For instance, Art. 164 appoints a Minister in the States of Chhattisgarh, Jharkhand, Madhya Pradesh and Odisha to govern the welfare of scheduled castes and other backward classes, to respect the distinct demographic needs of the States. Articles 239A and 239AA, are special provisions for Pondicherry and the NCT of Delhi. Article 243 and its clauses curtail the Union’s powers in respect of Scheduled Areas in Meghalaya, Manipur, Mizoram, Nagaland, the Gorkhaland in West Bengal. Article 244A allows for the creation of an ‘autonomous state’ within Assam in certain tribal areas.
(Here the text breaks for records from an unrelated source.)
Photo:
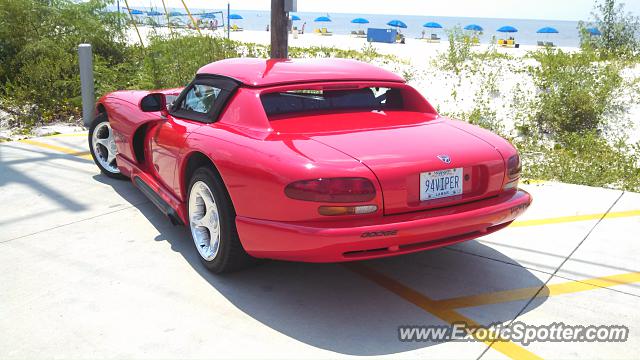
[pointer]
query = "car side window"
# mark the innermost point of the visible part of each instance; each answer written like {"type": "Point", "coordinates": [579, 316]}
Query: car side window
{"type": "Point", "coordinates": [200, 98]}
{"type": "Point", "coordinates": [204, 99]}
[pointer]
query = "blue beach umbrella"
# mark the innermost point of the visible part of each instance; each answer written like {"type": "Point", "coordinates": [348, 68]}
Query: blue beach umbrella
{"type": "Point", "coordinates": [432, 25]}
{"type": "Point", "coordinates": [594, 31]}
{"type": "Point", "coordinates": [473, 27]}
{"type": "Point", "coordinates": [507, 29]}
{"type": "Point", "coordinates": [397, 23]}
{"type": "Point", "coordinates": [359, 21]}
{"type": "Point", "coordinates": [547, 30]}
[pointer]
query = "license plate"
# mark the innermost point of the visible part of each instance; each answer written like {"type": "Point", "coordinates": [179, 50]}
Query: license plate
{"type": "Point", "coordinates": [440, 183]}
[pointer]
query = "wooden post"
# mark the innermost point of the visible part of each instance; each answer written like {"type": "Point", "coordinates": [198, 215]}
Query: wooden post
{"type": "Point", "coordinates": [279, 33]}
{"type": "Point", "coordinates": [193, 21]}
{"type": "Point", "coordinates": [164, 6]}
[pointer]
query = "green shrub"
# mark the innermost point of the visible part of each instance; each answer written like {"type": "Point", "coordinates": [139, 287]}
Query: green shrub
{"type": "Point", "coordinates": [459, 50]}
{"type": "Point", "coordinates": [576, 93]}
{"type": "Point", "coordinates": [38, 52]}
{"type": "Point", "coordinates": [585, 159]}
{"type": "Point", "coordinates": [620, 31]}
This ‘autonomy’ Dhavan argued was fundamental to our Constitution. He submitted that these special provisions were a ‘regular feature’ of the Constitution which enabled the needs of the SC/ST and OBC communities and localities to be represented in the democratic fabric of India. All these provisions, Dhavan argued, were facets of ‘multi-symmetric’ federalism. This was crucial to our Constitution and could not be done away with by executive orders.
Senior Advocate Dushyant Dave argued in the second half of the day. His main argument was that the two Presidential Orders of 2019 were abuses of Constitutional mandates under Article 370. The laws made during a President’s rule, Dave argued, were limited to that period—they could not amend permanent provisions of the Constitution indefinitely. Therefore, the President could not abrogate Article 370 when the State was under President’s rule.

Dave then pointed out that the Union justification of the abrogation was ‘national interest’. However, they had not described what this interest was. He argued that an arbitrary exercise of powers would be a serious breach of democracy.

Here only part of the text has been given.